Your verification might be wrong if:1. You can't reproduce the original bug anymore
- Maybe you forgot how
- Maybe the environment changed
- Maybe you're testing the wrong thing
- Action: Document reproduction steps FIRST, before fixing
2. The fix is large or complex
- Changed 10 files, modified 200 lines
- Too many moving parts
- Action: Simplify the fix, then verify each piece
3. You're not sure why it works
- "I changed X and the bug went away"
- But you can't explain the mechanism
- Action: Investigate until you understand, then verify
4. It only works sometimes
- "Usually works now"
- "Seems more stable"
- Action: Not verified.
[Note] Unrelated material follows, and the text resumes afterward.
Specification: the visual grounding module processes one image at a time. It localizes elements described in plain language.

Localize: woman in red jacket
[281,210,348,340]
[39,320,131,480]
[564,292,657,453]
Find and fix the remaining issue
5. You can't test in production-like conditions
- Only tested locally
- Different data, different scale
- Action: Set up staging environment or use production data in dev
Red flag phrases:
- "It seems to work"
- "I think it's fixed"
- "Looks good to me"
- "Can't reproduce anymore" (but you never could reliably)
Trust-building phrases:
- "I've verified 50 times - zero failures"
- "All tests pass including new regression test"
- "Deployed to staging, tested for 3 days, no issues"
- "Root cause was X, fix addresses X directly, verified by Y"
This isn't pessimism - it's professionalism.
Questions to ask yourself:
- "How could this fix fail?"
- "What haven't I tested?"
- "What am I assuming?"
- "Would this survive production?"
The cost of insufficient verification:
- Bug returns in production
- User frustration
- Lost trust
- Emergency debugging sessions
- Rollbacks
The benefit of thorough verification:
- Confidence in deployment
- Prevention of regressions
- Trust from team
- Learning from the investigation
Verification is not optional. It's the most important part of debugging.